||| MIDNIGHT MUTTERINGS BY JACKIE BATES |||


Note: I wrote this—now lightly edited, which will, no doubt, mess up the spacing–more than four years ago in the early days of the Trump Administration. I was reminded of it recently while watching the January 6 Congressional hearings. Some things have changed. Sybil-the-Cat now roams wherever bad cats go after death. I am older and no longer surprised about who (? whom) We the People will elect in spite of what they say or do. And I can pass up the occasional verbal roach that skitters past. Maturity? I doubt it. More likely I have finally learned to preserve my sanity just a little bit better. jb

Roaches

A half century ago, I was living in New York City, sharing a fifth floor walk-up studio apartment on the Lower East Side of Manhattan with my shiny new husband and a big black cat named Fred. This was years before the same area became the trendy East Village.

We shared this small space with a whole lot of tiny, almost transparent roaches, euphemistically called ‘water bugs’ by the locals. The ‘locals’ were the inhabitants of the no name bar on the ground floor of our building who were–as far as we could tell—only cops and criminals. Both groups of men–only men in those days–except when I crept in to use the public phone, fell silent the moment I opened the door to ‘their’ bar and invaded their territory. The phones on the streets of our neighborhood had been long reduced to bare cords hanging from the graffitied walls of the pretty red boxes that served as street toilets that did not flush.

Fred-the-Cat loved the roaches.

Fred spent his days and nights obsessively catching and eating the small bugs but seemed to make no dent in their numbers. I suppose they came in through the cracks around the exposed pipes. He would eat as many little roaches as he could. After that, he would continue
catching roaches until his mouth was stuffed with bugs he could not swallow. Pale legs hung from his mouth, limply struggling.

After a while, when yet another group of roaches tantalized Fred when there was no more room in his stomach or in his mouth, he resorted to a sort of elaborate coughing and spitting to rid his mouth of bugs.

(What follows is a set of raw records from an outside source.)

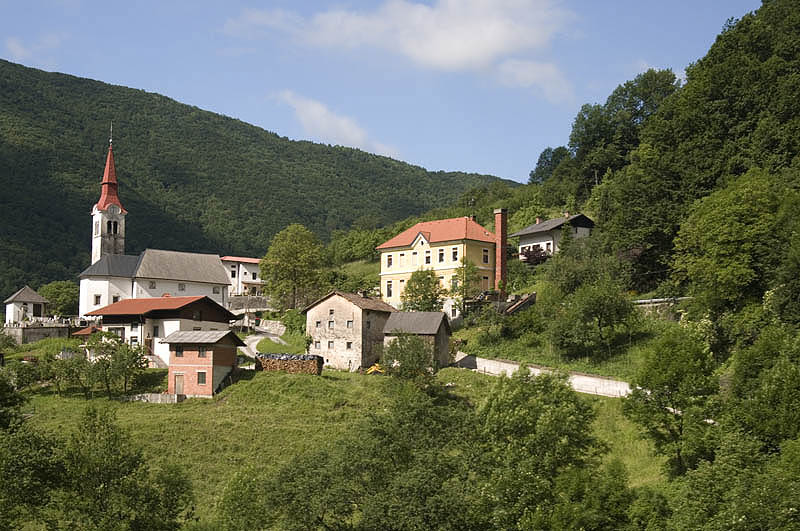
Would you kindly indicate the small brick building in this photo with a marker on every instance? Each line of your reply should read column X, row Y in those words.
column 199, row 361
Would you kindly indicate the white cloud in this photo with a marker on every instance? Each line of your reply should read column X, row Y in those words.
column 544, row 76
column 450, row 35
column 35, row 52
column 322, row 124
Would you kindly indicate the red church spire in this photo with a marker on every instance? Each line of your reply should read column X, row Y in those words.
column 109, row 195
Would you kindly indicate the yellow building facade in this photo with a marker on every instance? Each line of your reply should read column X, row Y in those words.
column 439, row 246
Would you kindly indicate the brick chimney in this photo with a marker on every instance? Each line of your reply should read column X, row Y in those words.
column 500, row 231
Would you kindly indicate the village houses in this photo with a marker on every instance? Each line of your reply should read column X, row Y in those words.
column 440, row 246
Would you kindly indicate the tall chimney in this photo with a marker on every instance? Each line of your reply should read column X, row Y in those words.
column 500, row 230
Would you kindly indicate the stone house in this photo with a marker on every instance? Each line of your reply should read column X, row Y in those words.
column 346, row 329
column 547, row 234
column 25, row 305
column 147, row 321
column 199, row 361
column 433, row 327
column 440, row 246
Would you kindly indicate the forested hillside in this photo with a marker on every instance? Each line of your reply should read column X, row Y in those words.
column 191, row 179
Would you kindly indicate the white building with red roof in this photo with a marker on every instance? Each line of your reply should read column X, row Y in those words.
column 244, row 273
column 147, row 321
column 114, row 276
column 440, row 246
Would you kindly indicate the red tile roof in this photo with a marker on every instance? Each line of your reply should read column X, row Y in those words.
column 108, row 194
column 142, row 306
column 441, row 230
column 241, row 259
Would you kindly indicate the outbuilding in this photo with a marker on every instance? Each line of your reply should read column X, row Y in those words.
column 433, row 327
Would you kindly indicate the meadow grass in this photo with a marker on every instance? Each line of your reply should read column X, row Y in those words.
column 265, row 420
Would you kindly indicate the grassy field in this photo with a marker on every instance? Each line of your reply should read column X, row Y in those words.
column 265, row 420
column 622, row 362
column 296, row 344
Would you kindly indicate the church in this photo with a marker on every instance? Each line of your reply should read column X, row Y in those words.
column 114, row 276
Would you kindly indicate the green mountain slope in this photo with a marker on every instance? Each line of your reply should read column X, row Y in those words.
column 190, row 179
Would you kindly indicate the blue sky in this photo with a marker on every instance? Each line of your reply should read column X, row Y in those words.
column 472, row 85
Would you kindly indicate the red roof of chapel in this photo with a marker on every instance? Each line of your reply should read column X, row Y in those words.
column 108, row 195
column 441, row 230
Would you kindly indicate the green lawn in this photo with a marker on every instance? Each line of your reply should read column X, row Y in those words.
column 296, row 344
column 622, row 363
column 264, row 421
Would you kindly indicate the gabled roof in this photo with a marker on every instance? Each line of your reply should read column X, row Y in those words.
column 175, row 265
column 26, row 294
column 197, row 337
column 113, row 265
column 241, row 259
column 108, row 194
column 441, row 230
column 143, row 306
column 576, row 220
column 365, row 303
column 422, row 323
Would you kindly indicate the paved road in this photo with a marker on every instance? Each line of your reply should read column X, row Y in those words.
column 251, row 341
column 582, row 383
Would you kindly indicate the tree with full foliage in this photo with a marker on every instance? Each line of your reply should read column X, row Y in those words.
column 670, row 398
column 423, row 292
column 290, row 270
column 63, row 296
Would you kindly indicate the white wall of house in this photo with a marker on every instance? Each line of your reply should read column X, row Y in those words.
column 106, row 288
column 150, row 287
column 549, row 241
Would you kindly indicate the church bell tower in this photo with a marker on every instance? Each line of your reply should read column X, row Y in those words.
column 108, row 215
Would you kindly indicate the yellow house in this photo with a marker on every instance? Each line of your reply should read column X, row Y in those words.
column 440, row 245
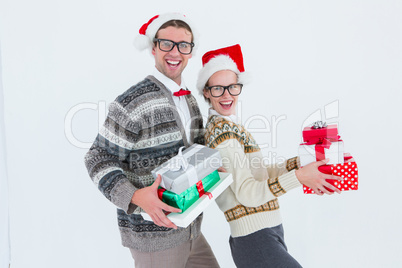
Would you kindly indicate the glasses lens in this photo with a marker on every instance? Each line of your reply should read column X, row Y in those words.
column 217, row 91
column 165, row 45
column 185, row 48
column 235, row 89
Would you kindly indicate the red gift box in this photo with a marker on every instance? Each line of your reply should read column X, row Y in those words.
column 313, row 135
column 348, row 171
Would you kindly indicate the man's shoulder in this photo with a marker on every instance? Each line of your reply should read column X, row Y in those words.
column 147, row 88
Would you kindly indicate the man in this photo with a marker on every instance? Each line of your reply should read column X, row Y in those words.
column 146, row 126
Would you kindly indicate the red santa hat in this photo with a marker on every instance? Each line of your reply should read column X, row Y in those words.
column 148, row 31
column 227, row 58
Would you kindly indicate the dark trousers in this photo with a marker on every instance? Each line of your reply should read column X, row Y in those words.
column 264, row 248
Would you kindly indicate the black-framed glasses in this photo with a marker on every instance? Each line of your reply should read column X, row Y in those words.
column 167, row 45
column 233, row 89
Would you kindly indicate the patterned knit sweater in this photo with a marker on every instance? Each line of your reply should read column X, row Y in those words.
column 250, row 203
column 142, row 130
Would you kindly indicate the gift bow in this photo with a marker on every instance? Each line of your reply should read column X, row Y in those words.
column 318, row 124
column 320, row 145
column 178, row 162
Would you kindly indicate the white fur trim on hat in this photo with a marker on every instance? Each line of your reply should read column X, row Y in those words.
column 142, row 42
column 216, row 64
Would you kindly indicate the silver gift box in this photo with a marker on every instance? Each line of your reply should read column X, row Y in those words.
column 200, row 161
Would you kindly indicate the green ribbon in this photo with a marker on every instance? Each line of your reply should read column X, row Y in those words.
column 184, row 200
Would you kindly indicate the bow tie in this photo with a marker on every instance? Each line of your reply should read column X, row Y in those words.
column 181, row 92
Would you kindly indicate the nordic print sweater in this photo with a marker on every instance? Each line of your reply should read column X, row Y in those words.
column 250, row 203
column 142, row 130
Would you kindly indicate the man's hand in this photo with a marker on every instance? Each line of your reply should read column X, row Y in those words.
column 310, row 176
column 147, row 198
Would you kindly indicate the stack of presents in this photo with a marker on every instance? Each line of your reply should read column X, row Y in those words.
column 190, row 182
column 321, row 141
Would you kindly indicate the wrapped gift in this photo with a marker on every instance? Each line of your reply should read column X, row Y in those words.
column 348, row 171
column 185, row 218
column 188, row 167
column 320, row 151
column 320, row 142
column 190, row 195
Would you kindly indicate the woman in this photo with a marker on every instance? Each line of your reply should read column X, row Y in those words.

Then he resumed the chase and again stuffed his mouth with bugs he could not swallow.

I hadn’t thought of Fred and his roaches in decades until the current political season. A lot has changed in my life. I now live 3,000 miles from New York City on an inconvenient, semi-remote island off the west coast near Canada. My house sits on the shore of the Salish Sea, There are no roaches inside it and Sybil-the-Cat is a very fussy eater who ignores the few harmless spiders who find their way inside each fall when the rains start. The early marriage faltered and failed years ago and the middle-aged children from it have their own lives on the mainland. Both of the bars on the island have names but no criminals to speak of and we all have cell phones and no need of a public pay phones.

Our new president has brought back the memories of Fred the Cat and his roaches. Each day, Donald Trump says, or Tweets, so many outrageous things: statements that are hard to hear, much less swallow. I can’t speak for everyone, but for me, obsession with what Trump says and does is overwhelming.

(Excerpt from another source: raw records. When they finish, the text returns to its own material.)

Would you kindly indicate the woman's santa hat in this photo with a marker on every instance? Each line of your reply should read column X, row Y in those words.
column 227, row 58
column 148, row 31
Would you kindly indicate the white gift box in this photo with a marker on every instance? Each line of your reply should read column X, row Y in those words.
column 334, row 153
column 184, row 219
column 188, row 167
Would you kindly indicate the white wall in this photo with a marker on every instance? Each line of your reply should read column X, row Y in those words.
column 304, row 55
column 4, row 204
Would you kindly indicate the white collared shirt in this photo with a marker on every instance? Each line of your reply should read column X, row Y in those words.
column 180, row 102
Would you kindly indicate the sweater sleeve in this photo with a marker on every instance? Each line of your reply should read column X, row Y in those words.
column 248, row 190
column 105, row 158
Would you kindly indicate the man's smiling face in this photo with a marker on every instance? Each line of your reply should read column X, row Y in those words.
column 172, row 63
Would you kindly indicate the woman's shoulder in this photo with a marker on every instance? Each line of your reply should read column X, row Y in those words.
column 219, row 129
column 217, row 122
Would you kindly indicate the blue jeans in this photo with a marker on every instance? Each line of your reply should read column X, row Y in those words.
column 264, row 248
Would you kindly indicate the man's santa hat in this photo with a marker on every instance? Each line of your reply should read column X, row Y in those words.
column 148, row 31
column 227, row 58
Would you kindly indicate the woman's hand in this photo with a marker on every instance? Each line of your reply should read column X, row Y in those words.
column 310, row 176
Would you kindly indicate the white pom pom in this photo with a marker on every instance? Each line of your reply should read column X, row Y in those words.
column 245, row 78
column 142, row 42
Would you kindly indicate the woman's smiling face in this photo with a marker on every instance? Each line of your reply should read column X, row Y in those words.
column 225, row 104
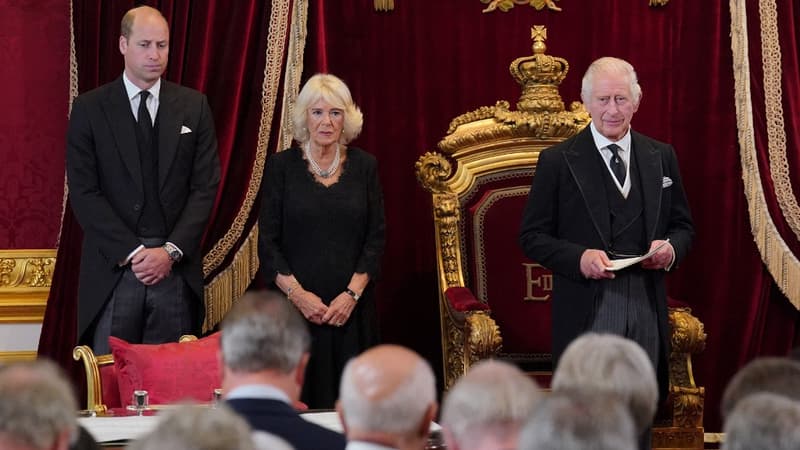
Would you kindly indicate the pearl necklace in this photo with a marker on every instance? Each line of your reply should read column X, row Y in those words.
column 316, row 168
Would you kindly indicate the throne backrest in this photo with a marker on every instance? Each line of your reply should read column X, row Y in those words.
column 479, row 182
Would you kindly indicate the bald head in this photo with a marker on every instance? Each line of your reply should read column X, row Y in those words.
column 387, row 389
column 38, row 406
column 487, row 406
column 144, row 44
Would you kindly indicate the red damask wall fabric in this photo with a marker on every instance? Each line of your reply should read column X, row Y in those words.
column 417, row 67
column 33, row 111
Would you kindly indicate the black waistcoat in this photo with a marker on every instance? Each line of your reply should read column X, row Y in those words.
column 151, row 221
column 628, row 234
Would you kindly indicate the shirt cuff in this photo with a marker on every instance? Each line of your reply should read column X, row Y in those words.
column 671, row 261
column 131, row 255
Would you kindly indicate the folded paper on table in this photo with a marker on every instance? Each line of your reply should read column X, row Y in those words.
column 619, row 264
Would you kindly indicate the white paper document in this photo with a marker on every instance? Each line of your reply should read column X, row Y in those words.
column 619, row 264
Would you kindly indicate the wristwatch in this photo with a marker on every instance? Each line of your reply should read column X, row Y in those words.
column 174, row 254
column 351, row 293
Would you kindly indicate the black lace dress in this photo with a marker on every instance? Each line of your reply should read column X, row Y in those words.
column 323, row 235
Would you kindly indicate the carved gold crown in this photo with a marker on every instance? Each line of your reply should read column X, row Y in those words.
column 539, row 75
column 540, row 111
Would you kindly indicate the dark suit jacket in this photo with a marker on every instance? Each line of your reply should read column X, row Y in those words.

Before the election in November 2020, I had, for many years, read four or five books a week. Since then I have read a total of three and a half books. Instead, I am addicted to radio news, to YouTube, where I listen to President Trump’s remarks with the predictable rise of blood pressure and outrage.

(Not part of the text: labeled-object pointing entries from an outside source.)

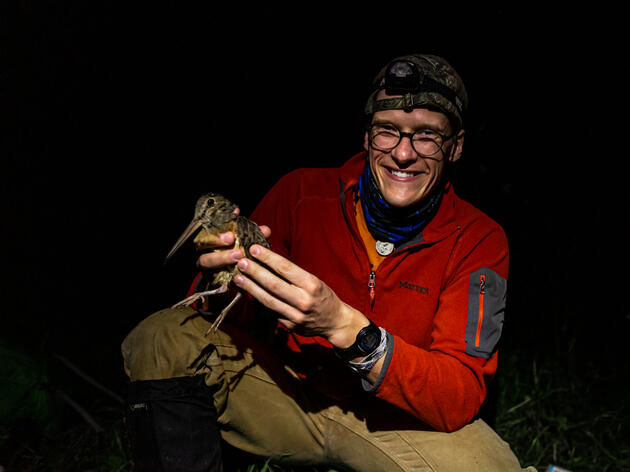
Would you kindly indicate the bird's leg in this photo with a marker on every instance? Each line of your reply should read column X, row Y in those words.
column 224, row 312
column 199, row 296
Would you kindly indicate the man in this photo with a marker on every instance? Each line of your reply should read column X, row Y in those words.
column 388, row 291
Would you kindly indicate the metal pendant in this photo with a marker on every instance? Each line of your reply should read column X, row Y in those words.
column 384, row 248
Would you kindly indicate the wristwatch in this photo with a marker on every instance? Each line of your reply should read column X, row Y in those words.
column 366, row 342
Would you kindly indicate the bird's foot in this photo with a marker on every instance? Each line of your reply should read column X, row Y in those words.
column 224, row 312
column 200, row 296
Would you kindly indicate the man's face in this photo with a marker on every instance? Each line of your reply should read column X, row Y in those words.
column 403, row 176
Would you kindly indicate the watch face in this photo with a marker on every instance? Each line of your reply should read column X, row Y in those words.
column 370, row 340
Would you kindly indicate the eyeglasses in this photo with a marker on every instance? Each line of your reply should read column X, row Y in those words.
column 426, row 142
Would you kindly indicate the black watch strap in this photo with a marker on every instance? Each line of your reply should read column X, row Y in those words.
column 365, row 343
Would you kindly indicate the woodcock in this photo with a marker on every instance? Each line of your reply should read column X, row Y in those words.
column 214, row 214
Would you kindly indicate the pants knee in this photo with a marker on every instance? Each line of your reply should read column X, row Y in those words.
column 158, row 347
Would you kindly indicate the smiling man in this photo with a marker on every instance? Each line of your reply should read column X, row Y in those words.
column 386, row 293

From day to day, I am unable to process the utterances, or even remember them. But still I stuff more of them into my inflamed brain and bore my few remaining friends by repeating Trump’s statements in my disbelief and rage. It is as though I have turned into Fred-the-Cat, with pale legs and lies hanging from my mouth and ears and no room to swallow the next outrageous statement or deed that scuttles across my path and begs me to bite.